Alzheimer's disease typically begins in your 30s but doesn't show symptoms until your 60s-70s, making it a preventable disease of lifestyle rather than genetics. 95% of cases could be prevented through resistance training, VO2 max work, cognitive reserve building, and eliminating sedentary behavior—even 10 air squats per hour can offset a sedentary lifestyle. Women face disproportionate risk independent of longevity, and midlife is the critical window to intervene before the heart and brain lose their plasticity to remodel.

Louisa Nicola
“Alzheimer's disease is a disease of midlife. And so, it generally starts in our 30s. It starts in our 30s, but the first symptoms show up in our late 60s, 70s, and beyond.”
She establishes the counterintuitive timeline of Alzheimer's onset, explaining the disease begins decades before diagnosis.
▶ 5:50
Louisa Nicola
“95% of it could have been prevented.

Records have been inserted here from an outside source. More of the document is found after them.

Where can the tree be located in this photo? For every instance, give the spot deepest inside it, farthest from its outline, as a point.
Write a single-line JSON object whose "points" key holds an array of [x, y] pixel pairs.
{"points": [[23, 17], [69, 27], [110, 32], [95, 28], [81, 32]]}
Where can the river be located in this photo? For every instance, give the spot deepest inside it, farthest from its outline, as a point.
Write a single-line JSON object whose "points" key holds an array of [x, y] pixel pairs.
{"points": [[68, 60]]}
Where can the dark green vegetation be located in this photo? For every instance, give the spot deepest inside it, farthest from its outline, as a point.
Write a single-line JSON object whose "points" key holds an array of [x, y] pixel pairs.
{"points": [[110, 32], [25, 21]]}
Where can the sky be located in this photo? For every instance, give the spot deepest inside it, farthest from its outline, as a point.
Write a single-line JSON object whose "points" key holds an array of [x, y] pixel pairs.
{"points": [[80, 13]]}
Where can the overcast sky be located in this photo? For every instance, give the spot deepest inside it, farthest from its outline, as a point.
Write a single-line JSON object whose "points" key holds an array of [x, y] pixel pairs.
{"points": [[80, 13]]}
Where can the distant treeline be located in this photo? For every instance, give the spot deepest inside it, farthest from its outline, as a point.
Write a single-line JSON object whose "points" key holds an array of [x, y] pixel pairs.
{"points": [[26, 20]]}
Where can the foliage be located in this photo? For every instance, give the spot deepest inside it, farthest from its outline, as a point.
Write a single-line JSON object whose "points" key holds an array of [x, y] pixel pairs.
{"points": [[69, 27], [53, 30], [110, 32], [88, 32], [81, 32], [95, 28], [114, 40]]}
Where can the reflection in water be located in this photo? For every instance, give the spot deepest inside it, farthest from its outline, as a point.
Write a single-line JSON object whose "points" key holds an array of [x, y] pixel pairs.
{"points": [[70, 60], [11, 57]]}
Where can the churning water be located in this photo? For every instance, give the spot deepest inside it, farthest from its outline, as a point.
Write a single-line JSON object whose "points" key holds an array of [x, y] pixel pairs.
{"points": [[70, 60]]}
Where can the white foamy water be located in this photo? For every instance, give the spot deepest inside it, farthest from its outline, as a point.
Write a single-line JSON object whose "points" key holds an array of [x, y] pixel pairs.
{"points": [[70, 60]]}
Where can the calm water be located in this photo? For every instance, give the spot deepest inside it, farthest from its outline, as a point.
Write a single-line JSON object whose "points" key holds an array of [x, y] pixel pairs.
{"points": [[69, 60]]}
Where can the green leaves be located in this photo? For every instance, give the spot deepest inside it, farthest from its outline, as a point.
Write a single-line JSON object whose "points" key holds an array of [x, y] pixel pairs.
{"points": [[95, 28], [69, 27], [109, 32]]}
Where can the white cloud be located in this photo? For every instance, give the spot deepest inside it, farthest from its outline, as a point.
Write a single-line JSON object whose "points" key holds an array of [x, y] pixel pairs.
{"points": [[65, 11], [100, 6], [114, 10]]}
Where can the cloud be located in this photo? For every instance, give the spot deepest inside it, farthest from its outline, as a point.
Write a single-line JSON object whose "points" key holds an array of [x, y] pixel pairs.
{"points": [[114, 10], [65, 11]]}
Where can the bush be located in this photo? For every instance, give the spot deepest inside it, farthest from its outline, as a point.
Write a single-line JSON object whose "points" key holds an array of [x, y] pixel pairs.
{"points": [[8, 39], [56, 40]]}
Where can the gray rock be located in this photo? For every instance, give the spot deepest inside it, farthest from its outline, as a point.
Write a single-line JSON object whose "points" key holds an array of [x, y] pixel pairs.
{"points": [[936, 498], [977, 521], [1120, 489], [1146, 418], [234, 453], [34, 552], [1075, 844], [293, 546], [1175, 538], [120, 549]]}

Correct. We're we're born with our with our genetic makeup, meaning that for example, if you have a genetic mutation on chromosome 4, you will get Huntington's disease. There is nothing we can do about that. That's how you were born. But when it comes to Alzheimer's disease, there's around 20 to 30 genes involved in the disease. Only around 3% of the disease cases right now were driven through those genetic mutations.”
She clarifies that Alzheimer's is primarily a lifestyle disease, not a genetic death sentence like Huntington's.
▶ 4:23
Louisa Nicola
“Having strong legs is by far the most important tool in your toolbox for the prevention of Alzheimer's disease and this was made certain to me when I read a study done on identical twins. Exact same genetic profile. And they tracked them and they did cognitive tests and MRIs. And they tracked them over a 10-year period and what they found was that the twin who possessed the greatest strength and the most leg power had a bigger brain.”

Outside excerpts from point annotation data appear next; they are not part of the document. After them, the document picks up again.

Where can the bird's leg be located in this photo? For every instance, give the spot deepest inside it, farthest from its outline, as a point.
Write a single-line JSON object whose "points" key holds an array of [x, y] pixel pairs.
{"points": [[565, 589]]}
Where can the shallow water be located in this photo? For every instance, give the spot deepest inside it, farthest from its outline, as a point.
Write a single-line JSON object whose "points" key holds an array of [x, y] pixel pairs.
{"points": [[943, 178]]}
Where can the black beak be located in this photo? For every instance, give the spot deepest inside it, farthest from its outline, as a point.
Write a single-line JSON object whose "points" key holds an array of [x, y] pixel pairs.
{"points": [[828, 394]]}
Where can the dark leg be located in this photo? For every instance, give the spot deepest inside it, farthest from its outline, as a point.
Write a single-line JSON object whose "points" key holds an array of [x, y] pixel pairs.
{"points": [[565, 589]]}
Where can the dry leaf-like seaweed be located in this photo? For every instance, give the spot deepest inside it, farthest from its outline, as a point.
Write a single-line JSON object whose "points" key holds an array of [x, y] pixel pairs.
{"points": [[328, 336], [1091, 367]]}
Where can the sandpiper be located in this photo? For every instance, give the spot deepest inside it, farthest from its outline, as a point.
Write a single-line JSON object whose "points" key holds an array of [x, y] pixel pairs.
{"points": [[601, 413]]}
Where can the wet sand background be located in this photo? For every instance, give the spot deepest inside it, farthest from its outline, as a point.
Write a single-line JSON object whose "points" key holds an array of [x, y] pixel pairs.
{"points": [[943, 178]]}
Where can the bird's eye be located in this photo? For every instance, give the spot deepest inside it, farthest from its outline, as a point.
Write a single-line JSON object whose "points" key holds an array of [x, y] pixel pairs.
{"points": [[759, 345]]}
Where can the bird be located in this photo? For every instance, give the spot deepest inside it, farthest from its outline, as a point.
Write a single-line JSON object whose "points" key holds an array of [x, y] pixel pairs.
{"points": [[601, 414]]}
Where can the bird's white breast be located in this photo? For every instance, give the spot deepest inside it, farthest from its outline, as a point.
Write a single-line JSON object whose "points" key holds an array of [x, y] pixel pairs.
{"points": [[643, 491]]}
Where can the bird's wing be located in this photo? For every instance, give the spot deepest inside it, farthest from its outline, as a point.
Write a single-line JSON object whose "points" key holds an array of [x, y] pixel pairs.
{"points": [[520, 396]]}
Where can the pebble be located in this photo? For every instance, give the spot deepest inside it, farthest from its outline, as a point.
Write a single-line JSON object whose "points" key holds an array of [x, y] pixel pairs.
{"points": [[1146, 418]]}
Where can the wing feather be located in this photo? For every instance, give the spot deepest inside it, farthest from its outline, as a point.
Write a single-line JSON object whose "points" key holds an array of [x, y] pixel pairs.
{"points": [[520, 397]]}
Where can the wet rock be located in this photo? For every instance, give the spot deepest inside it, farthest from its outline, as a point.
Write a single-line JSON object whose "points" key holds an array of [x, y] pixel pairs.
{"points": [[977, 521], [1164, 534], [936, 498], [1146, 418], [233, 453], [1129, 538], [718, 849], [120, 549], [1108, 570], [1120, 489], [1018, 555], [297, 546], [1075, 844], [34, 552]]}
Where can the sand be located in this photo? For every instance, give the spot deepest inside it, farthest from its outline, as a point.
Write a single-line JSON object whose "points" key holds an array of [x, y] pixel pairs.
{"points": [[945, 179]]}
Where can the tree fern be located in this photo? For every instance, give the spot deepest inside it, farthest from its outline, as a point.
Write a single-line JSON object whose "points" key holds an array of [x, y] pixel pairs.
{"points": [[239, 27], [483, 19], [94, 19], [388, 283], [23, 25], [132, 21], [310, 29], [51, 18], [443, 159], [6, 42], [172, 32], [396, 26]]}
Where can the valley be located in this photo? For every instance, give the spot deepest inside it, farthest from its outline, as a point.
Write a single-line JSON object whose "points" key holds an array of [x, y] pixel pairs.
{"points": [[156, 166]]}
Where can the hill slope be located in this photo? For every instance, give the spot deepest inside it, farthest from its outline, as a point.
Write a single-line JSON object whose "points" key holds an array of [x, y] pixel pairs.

She cites a landmark study on identical twins to demonstrate that leg strength directly correlates with brain size and cognitive preservation.
▶ 16:38
Louisa Nicola
“You can change the trajectory of your life by doing 10 air squats every hour on the hour. And there was a study that was done on this that showed that if you do 10 air squats every hour, this can compensate for your sedentary lifestyle.”
She provides a practical, low-friction intervention for office workers and sedentary professionals to counteract prolonged sitting.
▶ 24:25
Louisa Nicola
“If you are a female with one copy of the gene, you are at double the risk than your male counterpart. So one copy of the gene of APOE4 gene for a female raises your risk by about sixfold, whereas two copies raises your risk by 15-fold.”
She explains why women face disproportionate Alzheimer's risk beyond longevity, connected to the APOE4 genetic variant.
▶ 16:02
Louisa Nicola is a clinician and academic neuroscientist who has spent the last decade studying the brain alongside leading neurosurgeons. She specializes in Alzheimer's disease prevention and cognitive reserve. Her research focuses on how lifestyle factors—particularly exercise, sleep, and diet—can prevent cognitive decline that often begins silently in your 30s.
1
Cognitive decline starts at 30, not 70 Alzheimer's pathology begins once your brain fully develops around age 25-30. Sleep deprivation, poor diet, lack of exercise, and environmental toxins slowly erode brain function over decades. By the time symptoms appear in your 60s-70s, irreversible damage has often accumulated—making early intervention critical.
2
Resistance training outperforms aerobic for brain Heavy resistance training (80% of one-rep max) triggers myokine release—signaling molecules like irisin and IL-6 that cross the blood-brain barrier and grow new neurons in the hippocampus. The deadlift and leg exercises are most potent because they engage the most neural real estate and muscle mass, delivering superior cognitive and anti-cancer effects versus zone-two steady cardio.
3
Midlife is your last remodeling window The heart retains plasticity to reverse 20 years of aging until around age 65. A 4-hour-per-week exercise protocol (Norwegian 4x4 VO2 max intervals, resistance training, long cardio) can transform a 50-year-old heart into a 30-year-old heart. After 65, arteries stiffen permanently—making midlife the critical intervention window for both brain and heart health.